“Information sharing” is a hot topic these days. What drives this interest is the desire to improve decision making by ensuring that users are aware of enterprise content that has otherwise been trapped in isolated information silos. The objective is to construct robust Context for enterprise optimization. Having the right information at the right time in the right place matters a lot – whether the mission is to enhance customer service, detect identity theft or fraud, improve health care or secure our nation.
Picture in your mind ten different operational systems, each with its own mission-specific database (i.e., “isolated information silos”). What would information sharing really look like in this enterprise? Does information sharing mean every system must transfer all of its data to each other system? Or does information sharing mean that every system must constantly query all other systems in an effort to locate new context? And if Sequence Neutrality matters, which I think it does, how could either of the above sharing models deliver accurate, real-time situational awareness (Perpetual Analytics)? They cannot.
Over Sharing. In this model where every system broadcasts all of its data to all other systems, the show stoppers include enormous network bandwidth requirements, difficulty in maintaining information currency, inconsistent data protection schemes, inconsistent audit and access control mechanisms and, when dealing with sensitive identity data, legitimate privacy concerns. Not to worry, for entirely different reasons, data owners hate this model too.
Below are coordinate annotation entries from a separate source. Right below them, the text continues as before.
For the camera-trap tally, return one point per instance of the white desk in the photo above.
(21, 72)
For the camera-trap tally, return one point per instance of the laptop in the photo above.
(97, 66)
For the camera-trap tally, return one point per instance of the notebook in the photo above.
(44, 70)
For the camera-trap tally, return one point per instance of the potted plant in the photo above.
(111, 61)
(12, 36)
Go Fish. In this model where every system asks every other system every question every day, again the show stoppers are substantial, including the inability of source systems to efficiently process unfamiliar queries, wrong answers caused by off-line systems, recursive processing required every time a query discovers something new, high latency, unacceptable network traffic and inconsistent audit and access control mechanisms. This model is similarly untenable because nearly every operational system on the planet would first need to be re-engineered to enable a functional Go Fish model.
Catalogs. What is better, in many cases, is the catalog model. Think of this like the card catalog at the library. In this analogy every aisle of the library is the equivalent of an isolated information silo. It would be unimaginable to roam the aisles expecting to efficiently find a relevant document (book). Rather, the card catalog provides a user with pointers to documents … i.e., directions where to go (who to ask). So instead of Over Sharing and Go Fish, with the Catalog model one can efficiently discover what needs to be shared. Data transfer is minimized in this model and scalability more certain – just look to Google for that case study. And as data owners fully control their own content, they can determine when to release what data to whom, and under what authority.
Information discovery is a critical precursor to information sharing. And Catalogs are one proven pattern for enterprise discovery. Once information is discovered, information sharing becomes more particular – because you know who to ask for what. Then to ensure policy is being followed one might implement various controls including Immutable Audit Logs.
What’s next? Anonymized and semantically reconciled catalogs.